The NVIDIA H100 SXM, with its massive 80GB of HBM3 memory and 3.35 TB/s memory bandwidth, is exceptionally well-suited for running the BGE-Large-EN embedding model. BGE-Large-EN, at only 0.33B parameters, requires a mere 0.7GB of VRAM in FP16 precision. This leaves a substantial 79.3GB of VRAM headroom on the H100, allowing for large batch sizes and concurrent execution of multiple model instances. The H100's Hopper architecture, featuring 16896 CUDA cores and 528 Tensor Cores, provides ample computational resources for accelerating the matrix multiplications and other operations inherent in embedding generation.

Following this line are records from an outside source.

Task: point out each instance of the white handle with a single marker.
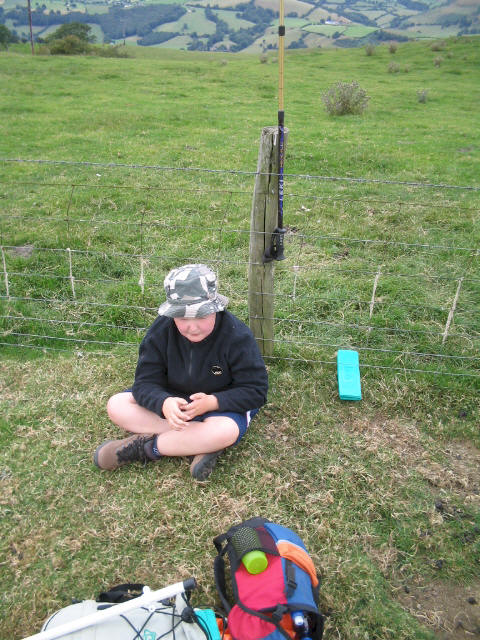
(147, 598)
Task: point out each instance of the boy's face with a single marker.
(195, 329)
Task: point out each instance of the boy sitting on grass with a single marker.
(199, 380)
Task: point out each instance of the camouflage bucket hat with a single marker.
(191, 293)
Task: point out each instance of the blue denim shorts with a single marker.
(242, 420)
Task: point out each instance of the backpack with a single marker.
(172, 619)
(281, 600)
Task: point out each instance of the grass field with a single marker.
(385, 492)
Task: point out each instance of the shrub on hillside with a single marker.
(422, 95)
(345, 98)
(116, 51)
(393, 67)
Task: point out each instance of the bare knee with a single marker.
(116, 406)
(224, 429)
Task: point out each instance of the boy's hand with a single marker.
(200, 403)
(172, 410)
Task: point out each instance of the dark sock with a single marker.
(151, 449)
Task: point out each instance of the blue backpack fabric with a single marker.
(259, 606)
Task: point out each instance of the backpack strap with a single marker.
(220, 583)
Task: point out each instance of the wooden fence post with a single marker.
(263, 221)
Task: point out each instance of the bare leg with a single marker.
(213, 434)
(126, 413)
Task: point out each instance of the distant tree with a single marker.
(69, 46)
(77, 29)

Given the vast VRAM and computational resources available, the primary performance bottleneck is likely to be memory bandwidth rather than compute. The H100's high memory bandwidth mitigates this, enabling rapid data transfer between the GPU and memory. The estimated tokens/second of 135 is a reasonable starting point, but this can be significantly increased through optimizations. The large VRAM capacity allows for aggressive batching, further improving throughput. The Hopper architecture's Tensor Cores are specifically designed to accelerate the types of matrix operations used in these models, contributing to the high performance.
For optimal performance, leverage the H100's capabilities by maximizing batch size. Start with a batch size of 32 and experiment with larger values until you observe diminishing returns in throughput. Utilize a high-performance inference framework like vLLM or NVIDIA's TensorRT to further optimize performance. Consider using mixed-precision inference (e.g., FP16 or BF16) to potentially improve throughput without significant loss in accuracy. Monitor GPU utilization and memory usage to identify any bottlenecks and adjust settings accordingly.
If you encounter performance limitations despite these optimizations, investigate potential CPU bottlenecks in data preprocessing or post-processing. Ensure that data loading and preprocessing are efficiently pipelined to keep the GPU fed with data. Finally, benchmark different inference frameworks and configurations to determine the optimal setup for your specific use case.